About this blog
April 26, 2012 update: Having written quite a bit during the 2012 Alberta election, I’ll be re-focusing my blog on political issues, so I’ll be making some changes over the next little while.
This blog was created for a variety of reasons:
- Regular writing practice. This is very important for a “professional communicator.”
- Shameless self-promotion. It’s not just about egocasting anymore. More and more communications people have blogs, hence the need to keep up with the Jones. Or Kardashians. Or whatever the hell we’re supposed to keep up with these days.
- Experimentation. (No, not the kind politicians get in trouble for doing in their youth.) WordPress is a powerful content management system, and its features have expanded greatly since I had my photoblog a few years ago. (There’s a reason many organizations use WordPress to manage their web sites.) Expect the themes, widgets and other elements on this blog to change.
- I like writing about different things. Contrary to popular belief, professional communications is rarely about being novel, and “message consistency” (PR-jargon for being a broken record) is what every good professional communicator strives for.

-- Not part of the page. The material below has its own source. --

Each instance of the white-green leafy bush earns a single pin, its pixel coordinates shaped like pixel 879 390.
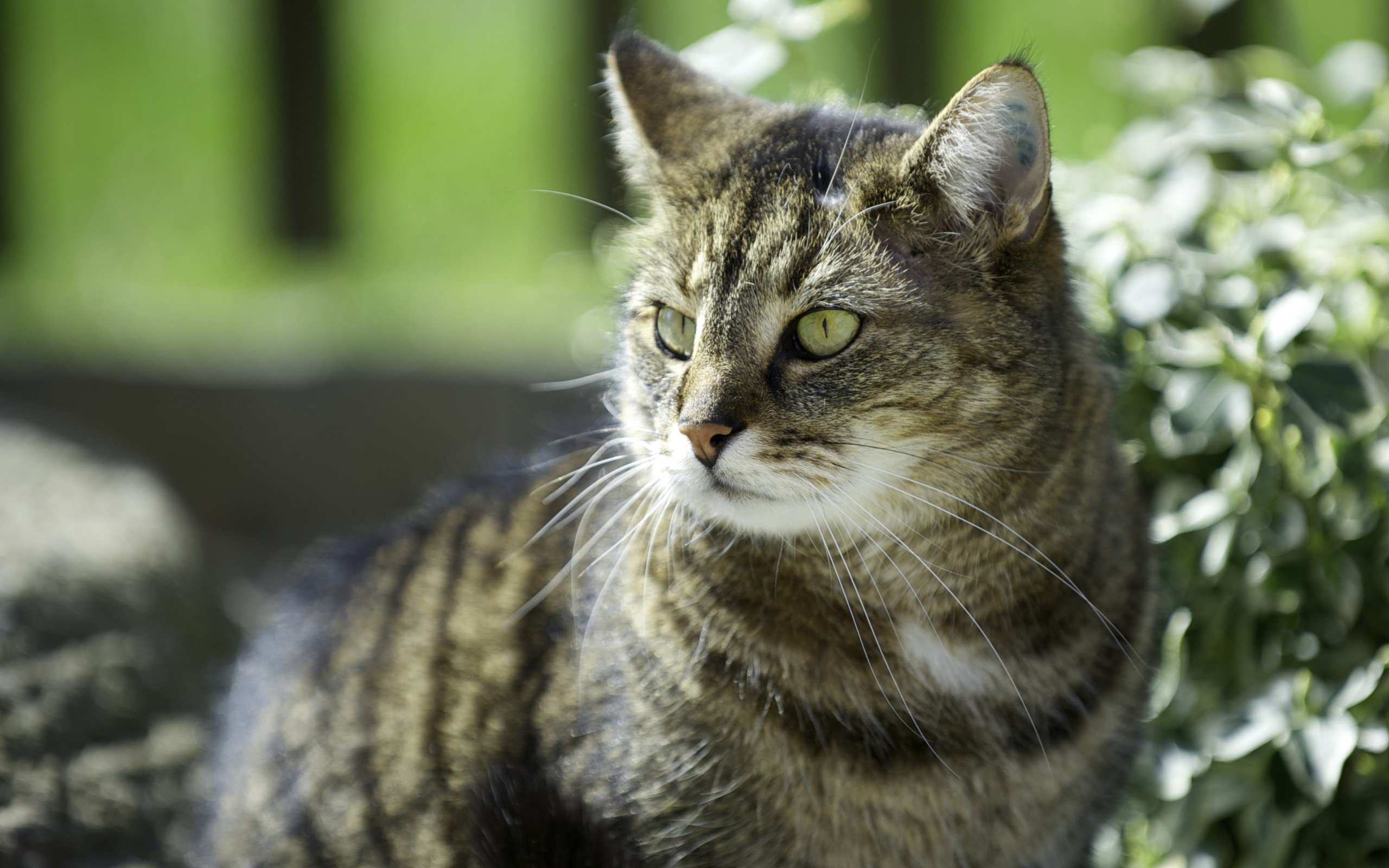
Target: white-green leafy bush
pixel 1234 254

- I miss school. That sounds lame, but it makes sense when you think about it–when else do you get to say and write all sorts of things under the excuse of “academic freedom” and spend most of your time reading and discussing ideas? Okay, maybe I’m a total geek, but I paid tens of thousands of dollars for my education, and I like to think revisiting academic topics constitutes squeezing extra value out of my education.
In all seriousness, I think a lot and can find something worthy of discussion in just about anything.
A note on photos: everyone likes pretty pictures, so I try to have a picture with every post. I like to avoid stock photos as much as possible, so unless otherwise noted, all photos on this site were taken by me. (check out my Flickr!)
As a final note, this is a casual project for me. This isn’t an ambitious post-a-day exercise, nor is meant to be a place to perfect the nuances of the Canadian Press Style. While I won’t go out of my way to talk like I’m from Jersey Shore, don’t get mad if the odd split infinitive, dangling participle or sentence-ending-preposition finds its way into a post. If you’re really upset, you can call this guy.